В «Дополнении 1969 года» [8] Кун еще раз защищает предложенные позиции, при этом, иногда, в случае согласия с замечаниями, прибегает к определенной коррекции своих взглядов:
1. Американский исследователь признает справедливость претензии в том, что он преувеличивает единодушие ученых в их следовании парадигме в «нормальной» фазе науки [8, с. 235]. Тем не менее, в ответ он замечает, что в истории науки немало примеров, когда будучи единомышленниками (то есть, разделяя парадигмальные посылы) касательно одного аспекта проблемы, ученые спорили по поводу ее решения в другом аспекте. Таким образом, парадигмальная общность не обязывает специалистов соглашаться друг с другом во всем и вся.
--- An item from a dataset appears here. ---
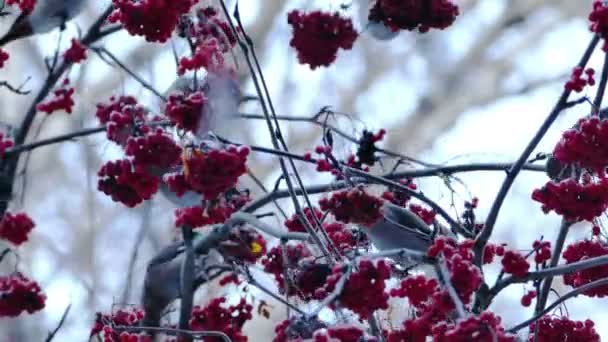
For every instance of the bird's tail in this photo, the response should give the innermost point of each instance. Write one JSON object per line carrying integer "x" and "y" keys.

2. Кун отвергает и претензию в том, что он связывает понятие научных революций исключительно с крупными событиями и крупными именами. Он поясняет, что революционными полагает любые изменения (не обязательно глобальные) по реконструкции предписаний, определяющих деятельность группы исследователей [8, с. 235-236].
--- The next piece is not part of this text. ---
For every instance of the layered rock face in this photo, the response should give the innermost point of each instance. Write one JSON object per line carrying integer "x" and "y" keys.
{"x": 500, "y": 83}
3. Наконец, автор «Структуры...» вносит поправку касательно положения о том, что революции в обязательном порядке предшествует кризис: «...Кризисы служат как бы прелюдией, то есть предпосылкой, питающей саморегулирующийся механизм, который дает нам уверенность в том, что прочность нормальной науки не будет вечно непоколебимой» [8, с. 236].
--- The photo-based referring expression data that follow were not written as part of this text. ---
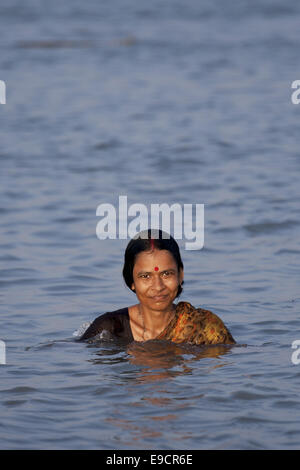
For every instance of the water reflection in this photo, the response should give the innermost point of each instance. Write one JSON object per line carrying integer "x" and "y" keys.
{"x": 163, "y": 359}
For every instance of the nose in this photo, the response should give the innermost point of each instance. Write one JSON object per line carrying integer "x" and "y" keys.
{"x": 157, "y": 284}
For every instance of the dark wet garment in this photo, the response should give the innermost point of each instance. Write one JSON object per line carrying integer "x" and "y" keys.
{"x": 189, "y": 325}
{"x": 110, "y": 324}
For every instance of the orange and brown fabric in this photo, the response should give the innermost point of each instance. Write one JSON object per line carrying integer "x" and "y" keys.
{"x": 196, "y": 326}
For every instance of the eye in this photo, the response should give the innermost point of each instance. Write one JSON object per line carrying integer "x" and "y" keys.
{"x": 167, "y": 273}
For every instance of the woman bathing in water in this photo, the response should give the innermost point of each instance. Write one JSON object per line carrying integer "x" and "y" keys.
{"x": 153, "y": 270}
Вторая значимая претензия к концепции Куна сводится к обвинению методолога в склонности к иррационалистическому толкованию процесса развития науки. Например, критик И. Лакатос считает, что «...Кун склонился к весьма оригинальной концепции иррациональной смены рациональных авторитетов» [10, с. 253], тогда как низвержение ранее господствующей теории является исторически обусловленным: оно определяется длительной борьбой между старой теорией и вереницей аномалий, которые уже нет возможности не замечать или умалчивать.
Развивает мысль Лакатоса Карл Поппер, который, признавая тезис Куна о существенности психологического фактора («переключение гештальта») при смене парадигм, все же настаивает на том, что он менее значим, нежели рациональные основания этого феномена. Он пишет [12, с. 558], что безусловно существуют
примеры иррациональных переходов от одного «концептуального каркаса» (термин Поппера) к другому, переходов, подобных обращению в другую религию, когда ученые принимают новую парадигму, повинуясь социальным детерминантам («мода в науке») или психологическому влечению, вызванному влиянием авторитета новатора. Однако, «зря в корень», исследователь всегда обнаружит логический фундамент решения в пользу новой модели. Например, оценив глобальность скоростей движения экваториальных звезд в соответствующей сфере (аристотелево-птолемеевская модель) вокруг Земли и сравнив их с относительно малой скоростью движения Земли в коперниканской модели, ученый на рациональном побуждении примет вторую модель.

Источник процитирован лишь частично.